Rationale: We investigated the immediate and enduring effects of ketamine in behavioral and neurochemical assays predictive of antidepressant activity.
Materials and methods: One week after a single administration of ketamine (50-160 mg/kg), otherwise experimentally naive rats and mice were tested either in the forced swim test (FST) or the tail suspension test (TST). Other mice were also tested twice in the FST: immediately and 2 weeks after a single dose (1.25-50 mg/kg) of ketamine. In the next series of experiments, rats treated for 2 weeks twice daily with ketamine (50 or 160 mg/kg) or desipramine (10 mg/kg) were challenged with apomorphine and scored for locomotor activity and assayed for the density of cortical beta-adrenoceptors. The latter test was also carried out in rats that had received a single dose of ketamine (50 mg/kg) 1 week before the assay. The antidepressant-like (FST) and locomotor effects of ketamine (50 mg/kg) and desipramine (10 mg/kg) were assessed after their chronic (2 weeks, twice daily) administration as well.

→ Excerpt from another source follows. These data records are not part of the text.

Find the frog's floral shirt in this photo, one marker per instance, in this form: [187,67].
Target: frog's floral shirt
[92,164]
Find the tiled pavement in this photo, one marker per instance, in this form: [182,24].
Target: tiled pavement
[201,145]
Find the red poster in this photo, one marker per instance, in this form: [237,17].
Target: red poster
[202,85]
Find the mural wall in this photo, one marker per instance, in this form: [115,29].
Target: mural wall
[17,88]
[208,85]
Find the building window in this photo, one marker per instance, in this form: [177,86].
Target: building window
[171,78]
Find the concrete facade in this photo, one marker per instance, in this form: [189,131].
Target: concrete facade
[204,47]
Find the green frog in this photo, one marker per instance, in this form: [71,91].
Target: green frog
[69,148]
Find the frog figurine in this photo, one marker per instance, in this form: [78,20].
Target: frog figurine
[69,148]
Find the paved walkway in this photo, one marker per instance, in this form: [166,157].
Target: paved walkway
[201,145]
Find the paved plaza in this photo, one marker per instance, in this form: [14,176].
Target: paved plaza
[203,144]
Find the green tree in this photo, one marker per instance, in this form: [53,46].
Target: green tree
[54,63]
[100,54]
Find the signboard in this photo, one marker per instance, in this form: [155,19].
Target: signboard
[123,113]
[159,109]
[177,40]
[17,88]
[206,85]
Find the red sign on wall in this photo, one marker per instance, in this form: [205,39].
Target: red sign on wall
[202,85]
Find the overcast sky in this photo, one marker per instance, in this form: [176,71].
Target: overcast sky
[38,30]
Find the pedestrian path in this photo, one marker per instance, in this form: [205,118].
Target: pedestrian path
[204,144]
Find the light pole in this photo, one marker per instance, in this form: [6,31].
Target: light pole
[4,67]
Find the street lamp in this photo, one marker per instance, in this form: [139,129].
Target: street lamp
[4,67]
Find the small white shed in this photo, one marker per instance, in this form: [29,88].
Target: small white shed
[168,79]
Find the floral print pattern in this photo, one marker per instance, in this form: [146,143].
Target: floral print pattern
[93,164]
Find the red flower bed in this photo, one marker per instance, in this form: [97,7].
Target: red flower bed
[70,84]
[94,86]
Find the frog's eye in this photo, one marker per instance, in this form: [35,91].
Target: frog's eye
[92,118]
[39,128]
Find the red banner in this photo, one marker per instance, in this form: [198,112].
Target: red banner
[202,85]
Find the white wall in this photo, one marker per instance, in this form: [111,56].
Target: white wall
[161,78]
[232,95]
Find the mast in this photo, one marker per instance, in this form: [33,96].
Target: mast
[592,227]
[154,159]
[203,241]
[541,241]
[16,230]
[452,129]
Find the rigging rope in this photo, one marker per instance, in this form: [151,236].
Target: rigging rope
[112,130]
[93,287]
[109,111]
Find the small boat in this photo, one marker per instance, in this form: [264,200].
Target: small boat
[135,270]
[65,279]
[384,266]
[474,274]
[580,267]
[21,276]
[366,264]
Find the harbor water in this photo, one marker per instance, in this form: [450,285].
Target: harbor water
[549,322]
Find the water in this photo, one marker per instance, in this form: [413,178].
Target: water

Results: We report the lack of enduring antidepressant-like effect of ketamine in both rats and mice. A 2-week treatment with ketamine neither changed apomorphine-evoked locomotor hyperactivity nor did it decrease the density of cortical beta-adrenoceptors. However, some tolerance to the antidepressant-like effect of ketamine was noted in the FST, but it was accompanied by sensitization to its locomotor stimulatory effects.
Conclusions: These data indicate that ketamine neither produces enduring antidepressant-like effects in rodents nor does it display antidepressant-like behavioral or neurochemical effects after chronic treatment.